A spokesperson for the Public Service Company of Oklahoma said the area had been secured. They reported no injuries because of the incident.
The company stated the cause of the incident remains under investigation. The scene appeared similar to a wind turbine struck by lightning in Texas in late July. Because of this, many believe the Oklahoma wind turbine was struck with lightning, too. However, this has yet to be confirmed.
Doppler radar indicates plenty of lightning around the Traverse facility at the time of the incident. However, lightning hasn’t been ruled out as authorities continue investigating.

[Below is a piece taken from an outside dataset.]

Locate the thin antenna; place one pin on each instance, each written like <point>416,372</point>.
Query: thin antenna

The 356 GE turbine-powered wind farm spans two counties in Oklahoma. The site is considered to be one of the world’s largest wind farms. However, the Public Service Company of Oklahoma reported no other damage at the site other than the lone turbine.
Oklahoma Wind Turbines and Turbines Across Country Have Endangered Eagle Populations
Recently, an American wind energy company called ESI Energy, Inc. is in hot water with authorities. The company pleaded guilty to federal criminal charges related to the death of at least 150 bald and golden eagles. According to Reuters, ESI Energy Inc., a subsidiary of NextEra Energy Inc., will spend over $27 million in an effort to prevent future death.

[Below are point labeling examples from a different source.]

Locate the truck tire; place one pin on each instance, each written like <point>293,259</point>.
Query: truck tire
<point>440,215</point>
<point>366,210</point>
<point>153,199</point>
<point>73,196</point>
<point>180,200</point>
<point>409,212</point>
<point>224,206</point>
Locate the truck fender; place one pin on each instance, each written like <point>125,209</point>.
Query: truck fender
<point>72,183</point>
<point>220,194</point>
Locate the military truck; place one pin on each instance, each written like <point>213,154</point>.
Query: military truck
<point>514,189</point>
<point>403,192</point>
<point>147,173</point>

Most of the deaths of these bald and golden eagles occurred from the turbines’ blades slicing the birds mid-flight.
ESI Energy entered a plea agreement for violating the Migratory Bird Treaty Act (MBTA), the U.S. Justice Department reported. Federal law strictly prohibits endangering bald eagles, specifically because the bird serves as our national emblem.
According to court documents, most of the eagles killed weren’t bald eagles but golden eagles.
However, some bald eagles did die, an action that rightfully incenses many. While the US uses the bald eagle to symbolize its democracy and national unity, countries like Afghanistan, Mexico, Egypt, Germany, and Scotland use the golden eagle as a symbol of their respective countries.
Recently, conservationists took the bald eagle from the endangered species list in 2007. Decades of efforts to restore the population paid off. However, the golden eagle faces greater threats of depopulation than bald eagles. Golden eagles face endangerment from wind farms, illegal hunters, and habitat destruction.